Entre os sinais estão: fadiga, febre, mal-estar, dores musculares, enjoo, vômitos e alterações intestinais. Os primeiros sintomas costumam surgir entre 15 e 50 dias após a infecção e podem durar cerca de dois meses. Uma das manifestações mais conhecidas é a icterícia — popularmente chamada de “amarelão” — que deixa os olhos amarelados.

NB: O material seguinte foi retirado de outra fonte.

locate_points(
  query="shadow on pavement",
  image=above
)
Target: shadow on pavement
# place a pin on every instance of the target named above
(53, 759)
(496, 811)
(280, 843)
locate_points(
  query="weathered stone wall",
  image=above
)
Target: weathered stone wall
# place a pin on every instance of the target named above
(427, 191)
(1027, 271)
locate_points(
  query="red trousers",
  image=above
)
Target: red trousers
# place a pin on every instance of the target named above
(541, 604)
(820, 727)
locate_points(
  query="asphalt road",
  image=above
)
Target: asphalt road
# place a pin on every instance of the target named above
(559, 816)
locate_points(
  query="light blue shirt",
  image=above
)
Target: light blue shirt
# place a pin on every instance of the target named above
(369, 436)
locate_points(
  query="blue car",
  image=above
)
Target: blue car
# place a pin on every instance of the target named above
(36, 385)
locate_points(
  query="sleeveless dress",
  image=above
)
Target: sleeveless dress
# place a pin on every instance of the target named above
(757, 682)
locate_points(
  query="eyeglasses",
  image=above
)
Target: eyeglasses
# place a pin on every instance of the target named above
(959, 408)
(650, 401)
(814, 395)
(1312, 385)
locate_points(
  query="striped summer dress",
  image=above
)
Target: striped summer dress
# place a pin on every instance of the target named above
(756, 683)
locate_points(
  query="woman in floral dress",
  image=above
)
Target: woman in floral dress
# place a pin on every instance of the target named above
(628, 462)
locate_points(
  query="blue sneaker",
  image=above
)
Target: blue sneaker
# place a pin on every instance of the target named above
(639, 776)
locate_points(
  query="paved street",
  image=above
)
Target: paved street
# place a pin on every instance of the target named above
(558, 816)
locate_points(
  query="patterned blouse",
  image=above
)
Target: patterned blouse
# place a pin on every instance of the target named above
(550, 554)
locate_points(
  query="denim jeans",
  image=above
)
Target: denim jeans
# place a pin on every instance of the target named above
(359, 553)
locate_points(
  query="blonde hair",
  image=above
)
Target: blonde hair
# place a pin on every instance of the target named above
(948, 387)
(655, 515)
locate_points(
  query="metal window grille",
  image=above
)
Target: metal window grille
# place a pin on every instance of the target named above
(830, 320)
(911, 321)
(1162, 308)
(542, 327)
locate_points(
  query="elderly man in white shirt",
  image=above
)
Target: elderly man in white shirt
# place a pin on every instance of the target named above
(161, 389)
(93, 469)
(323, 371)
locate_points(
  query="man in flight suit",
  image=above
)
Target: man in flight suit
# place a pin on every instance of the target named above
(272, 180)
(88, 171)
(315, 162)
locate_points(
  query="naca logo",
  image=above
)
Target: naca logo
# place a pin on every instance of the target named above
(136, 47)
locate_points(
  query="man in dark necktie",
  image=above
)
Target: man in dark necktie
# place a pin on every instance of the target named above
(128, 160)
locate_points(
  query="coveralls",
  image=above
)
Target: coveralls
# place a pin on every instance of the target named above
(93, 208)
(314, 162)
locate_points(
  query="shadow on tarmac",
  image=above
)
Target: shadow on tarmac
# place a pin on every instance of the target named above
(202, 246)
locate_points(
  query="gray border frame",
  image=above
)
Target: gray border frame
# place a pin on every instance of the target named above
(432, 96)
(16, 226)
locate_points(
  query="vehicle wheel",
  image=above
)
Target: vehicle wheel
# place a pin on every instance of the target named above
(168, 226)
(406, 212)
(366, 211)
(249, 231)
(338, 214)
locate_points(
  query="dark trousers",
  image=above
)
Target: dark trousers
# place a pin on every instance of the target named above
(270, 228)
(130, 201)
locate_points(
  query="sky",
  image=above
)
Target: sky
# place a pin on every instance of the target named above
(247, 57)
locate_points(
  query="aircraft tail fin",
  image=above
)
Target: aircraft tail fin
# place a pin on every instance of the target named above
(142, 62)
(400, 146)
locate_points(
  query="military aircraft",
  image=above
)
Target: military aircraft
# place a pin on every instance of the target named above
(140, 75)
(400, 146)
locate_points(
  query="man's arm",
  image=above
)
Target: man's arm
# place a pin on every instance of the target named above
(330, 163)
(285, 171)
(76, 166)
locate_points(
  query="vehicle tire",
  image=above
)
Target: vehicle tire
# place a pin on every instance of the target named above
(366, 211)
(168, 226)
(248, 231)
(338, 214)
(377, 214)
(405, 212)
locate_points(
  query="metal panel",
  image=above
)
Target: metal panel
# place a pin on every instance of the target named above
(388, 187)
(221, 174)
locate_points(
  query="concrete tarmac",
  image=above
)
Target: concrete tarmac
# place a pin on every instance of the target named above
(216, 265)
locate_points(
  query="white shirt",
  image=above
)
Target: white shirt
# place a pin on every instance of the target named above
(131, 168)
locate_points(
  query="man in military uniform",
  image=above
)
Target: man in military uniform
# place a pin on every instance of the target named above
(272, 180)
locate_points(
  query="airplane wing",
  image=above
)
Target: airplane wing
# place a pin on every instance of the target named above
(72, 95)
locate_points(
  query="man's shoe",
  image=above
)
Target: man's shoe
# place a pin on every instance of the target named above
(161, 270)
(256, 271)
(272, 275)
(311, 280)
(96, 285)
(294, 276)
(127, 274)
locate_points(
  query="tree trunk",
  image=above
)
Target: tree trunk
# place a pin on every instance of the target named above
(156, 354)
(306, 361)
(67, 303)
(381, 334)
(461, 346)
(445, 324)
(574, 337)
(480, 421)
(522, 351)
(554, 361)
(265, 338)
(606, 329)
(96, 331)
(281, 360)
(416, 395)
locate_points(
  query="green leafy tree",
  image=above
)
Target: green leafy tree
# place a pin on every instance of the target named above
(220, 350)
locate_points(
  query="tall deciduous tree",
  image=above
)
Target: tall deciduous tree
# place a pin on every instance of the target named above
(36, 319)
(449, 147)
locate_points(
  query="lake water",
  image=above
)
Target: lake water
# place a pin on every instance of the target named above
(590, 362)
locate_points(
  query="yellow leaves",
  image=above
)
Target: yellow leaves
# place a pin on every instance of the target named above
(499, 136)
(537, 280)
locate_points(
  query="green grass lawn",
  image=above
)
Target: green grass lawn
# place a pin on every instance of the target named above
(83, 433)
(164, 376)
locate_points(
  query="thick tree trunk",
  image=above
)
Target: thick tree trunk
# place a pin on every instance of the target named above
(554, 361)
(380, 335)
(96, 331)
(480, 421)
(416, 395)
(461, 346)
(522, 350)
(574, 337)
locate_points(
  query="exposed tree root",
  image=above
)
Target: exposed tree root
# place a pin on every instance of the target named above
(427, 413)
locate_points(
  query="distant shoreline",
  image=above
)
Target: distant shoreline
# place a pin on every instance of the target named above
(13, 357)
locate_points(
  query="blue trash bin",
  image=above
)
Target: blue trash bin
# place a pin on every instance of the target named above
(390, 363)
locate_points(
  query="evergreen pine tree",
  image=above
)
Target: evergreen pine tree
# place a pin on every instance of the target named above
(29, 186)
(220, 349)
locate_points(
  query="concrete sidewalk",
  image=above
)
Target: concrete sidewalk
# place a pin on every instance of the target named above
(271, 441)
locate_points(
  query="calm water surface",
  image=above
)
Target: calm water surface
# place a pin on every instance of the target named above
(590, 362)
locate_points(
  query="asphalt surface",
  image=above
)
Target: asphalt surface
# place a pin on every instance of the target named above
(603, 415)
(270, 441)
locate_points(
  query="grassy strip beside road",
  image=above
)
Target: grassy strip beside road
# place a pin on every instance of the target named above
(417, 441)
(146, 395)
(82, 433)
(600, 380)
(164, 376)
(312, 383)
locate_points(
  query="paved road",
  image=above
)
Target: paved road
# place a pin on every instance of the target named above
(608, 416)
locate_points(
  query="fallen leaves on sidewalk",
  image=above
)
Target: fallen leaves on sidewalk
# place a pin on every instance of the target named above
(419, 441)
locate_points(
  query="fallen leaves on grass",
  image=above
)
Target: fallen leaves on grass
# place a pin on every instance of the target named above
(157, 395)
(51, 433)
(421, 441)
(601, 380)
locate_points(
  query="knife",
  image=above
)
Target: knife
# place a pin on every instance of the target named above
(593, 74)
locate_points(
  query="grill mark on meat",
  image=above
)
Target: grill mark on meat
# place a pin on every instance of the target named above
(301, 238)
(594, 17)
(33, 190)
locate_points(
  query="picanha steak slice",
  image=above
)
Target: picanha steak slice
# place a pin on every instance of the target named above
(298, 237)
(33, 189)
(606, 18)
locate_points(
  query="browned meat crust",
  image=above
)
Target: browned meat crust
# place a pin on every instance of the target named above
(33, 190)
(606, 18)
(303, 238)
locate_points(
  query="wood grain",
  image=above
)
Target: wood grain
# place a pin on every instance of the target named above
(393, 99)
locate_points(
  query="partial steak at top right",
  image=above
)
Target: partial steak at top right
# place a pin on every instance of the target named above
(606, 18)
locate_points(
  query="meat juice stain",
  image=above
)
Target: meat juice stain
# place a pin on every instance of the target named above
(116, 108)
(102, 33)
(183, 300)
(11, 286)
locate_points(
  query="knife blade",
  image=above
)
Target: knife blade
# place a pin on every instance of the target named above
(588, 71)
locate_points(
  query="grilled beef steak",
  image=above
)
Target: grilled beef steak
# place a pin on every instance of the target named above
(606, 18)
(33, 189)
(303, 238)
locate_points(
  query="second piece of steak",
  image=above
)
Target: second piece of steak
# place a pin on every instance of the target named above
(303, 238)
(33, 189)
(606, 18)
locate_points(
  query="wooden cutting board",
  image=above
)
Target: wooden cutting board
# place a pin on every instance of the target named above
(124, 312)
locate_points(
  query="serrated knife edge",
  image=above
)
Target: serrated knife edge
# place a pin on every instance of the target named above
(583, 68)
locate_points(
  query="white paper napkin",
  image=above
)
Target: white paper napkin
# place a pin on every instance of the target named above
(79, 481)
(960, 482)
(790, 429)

Seu diagnóstico é feito por exame de sangue que detecta anticorpos específicos (anti-HAV IgM) e pode ser realizado em uma Unidade Básica de Saúde (UBS), consultório médico ou hospital, para confirmar se há hepatite aguda.
Tratamento e prevenção
A doença não possui tratamento específico. Sua principal forma de prevenção é a vacinação, que é segura. As vacinas contra hepatite A são altamente eficazes, com taxas de proteção entre 95% e 100%. No Brasil, o imunizante foi introduzido em 2014 para crianças de até 4 anos, 11 meses e 29 dias, além de pessoas vivendo com HIV ou hepatites B e C.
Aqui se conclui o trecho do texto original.